Circle Optics is headquartered in Rochester, New York, the epicenter of innovation in optics. Rochester Institute of Technology and University of Rochester both have incredible programs in optics and imaging. We love the synergy among the schools and especially working with talented and dynamic students.
We wish Benjamin Margulies a great semester and look forward to seeing his evolving contribution to optics and imagining.
We have a team built on know-how / synergy / innovation. Benjamin Margulies, University of Rochester Intern, was a great addition to our dynamic team of imaging and optic expertise.
“Ben came to us ready to make a positive impact on, and contribute to, Circle Optics’ engineering efforts. He was able to grasp our opto-mechanical challenges and join in on the use of complex optical alignment equipment and fixturing. This afforded him the ability to make well-thought-through suggestions for improvements. His abilities go beyond the academics, with practical experience and skills such as mechanical aptitude and dexterity. We could leave him alone with confidence in the work he would do. I appreciated Ben’s sincerity as a person and team member. Jokingly, Ben asks, ‘What are you going to do without me?’ Well, we’ll just call him.” – Mechanical Engineer Bob Stanchus.

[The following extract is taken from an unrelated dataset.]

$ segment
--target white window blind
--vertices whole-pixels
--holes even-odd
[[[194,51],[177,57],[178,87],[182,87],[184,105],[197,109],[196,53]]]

Diving Deep into Optical Engineering: My Journey with the Hydra II System
When I look back at my time spent diving into the realms of optical engineering, two significant projects emerge from the mosaic of experiences: building the Hydra II channels and embarking on an Entrance Pupil (EP) study of the Hydra II system.
Building Hydra II Channels with a Twist
The journey of constructing the Hydra II channels was one that saw us traversing from Monroe Community College to University of Rochester, and finally finding our way back to NextCorps. This wasn’t just another project for me. It was a voyage, a culmination of my collaboration with Mechanical Engineers Cody Hatch and Bob Stanchus. The significance of our work can’t be emphasized enough, as it played a pivotal role in shaping the Hydra II system.
Oh, and did I mention the fun side of it? Not many can claim to have a college memory of getting paid in beer for building cameras, but thanks to Circle Optics Founder & CEO Zak Niazi.
Entrance Pupil Study: A Blend of Theory and Practice
The EP study was another cornerstone of my exploration into optical systems. Split between intricate computer modeling and practical lab experiments, this endeavor opened my eyes to the magic of geometrical optics. Through this study, I was able to validate crucial properties of the low parallax solution.
Circle Optics: A Learning Curve
While my academic pursuits have been enriching, it was during my time with the team at Circle Optics that I got a holistic view of the industry. Here, I learned about the revolutionary solutions Circle Optics is introducing to the optical market. From understanding the intricacies of building the Hydra II channels to diving deep into the unique properties of the entrance pupil and parallax, every moment spent here added a layer to my foundation in optical engineering.
My Academic Aspirations
Currently, I’m immersing myself in the world of Optical Engineering at the University of Rochester. My eyes are set on achieving a Bachelor’s degree, followed by a Master’s. As I navigate through these academic waters, my overarching goal remains to be at the forefront of optical technologies, shaping the innovations that redefine our relationship with imaging.